Mesmo tendo se beneficiado das linhas de crédito do Programa Nacional de Fortalecimento da Agricultura Familiar (Pronaf), Bolsorim teme não ter condições de quitar o débito de R$ 6 mil utilizados na mudança de cultura. Além dos prejuízos com frustração da safra de verão, o produtor reclama do percentual de Reserva Legal exigido pela legislação ambiental. ''Minha propriedade tem 5 alqueires, dois deles são só de mata. É uma fatia muito grande. Mato demais dá prejuízo para o País'', concluiu.
Já o produtor Aldo Layter, de Marechal Cândido Rondon (90 km a oeste de Cascavel), afirma ter uma dívida de R$ 50 mil relativos às despesas de custeio e o financiamento de um trator. A safra de soja colhida teve um rendimento de 90 sacas por alqueire. ''Não é uma média tão baixa, mas comprei insumos com o dólar alto. A lucro, que seria para empatar, agora não vai dar para pagar o banco'', reclamou.

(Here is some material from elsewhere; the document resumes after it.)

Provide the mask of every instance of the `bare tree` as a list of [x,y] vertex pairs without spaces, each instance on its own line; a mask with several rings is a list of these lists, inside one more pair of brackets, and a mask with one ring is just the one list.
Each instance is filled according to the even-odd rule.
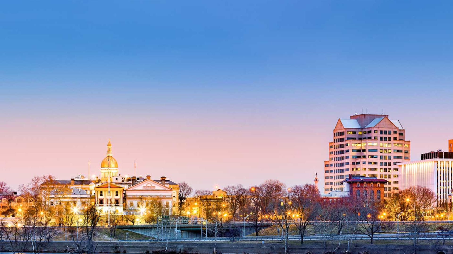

''Não sei fazer outra coisa, senão plantar. Se eu desistir o que vou fazer?'' questiona o produtor rural Vanderlei Roberto Sarri, de Paiçandu (10 km a leste de Maringá). Dono de uma propriedade de 70 alqueires junto com seis irmãos, ele diz que financiou pelo menos 80% da safra e deve no banco quase R$ 200 mil. ''Tenho tratores e maquinários, tudo financiado há três anos e não posso nem vender para pagar as dívidas. Vivo no campo desde que nasci e nunca vi uma situação dessas'', comparou ele.
Outro que disse estar devendo cerca de R$ 600 mil para os bancos e cooperativas é o presidente do Sindicato Rural de Terra Boa, Roberto de Lucas Bittencourt. ''Estou tomando até antidepressivo. Essa é a pior crise que já vivi na agricultura'', comentou ele, que plantou 300 alqueires de soja em sociedade e teve perdas em torno de 40% por causa da estiagem.
Além de produtores endividados a manifestação ganhou o apoio também de produtores que estão conseguindo se manter na atividade com recursos próprios. Como é o caso de Nésio Clemes, 68 anos, de Ivatuba (30 km a oeste de Maringá). O segredo para tocar a propriedade de 10 alqueires, segundo ele é ''segurar a mão''. ''Meu trator mais novo tem mais de 20 anos, mas ainda aguenta o trabalho''. Ele reclamou da falta de apoio do governo federal principalmente para uma política de preços mínimos. ''Não estamos recebendo a atenção que merecemos'', resumiu.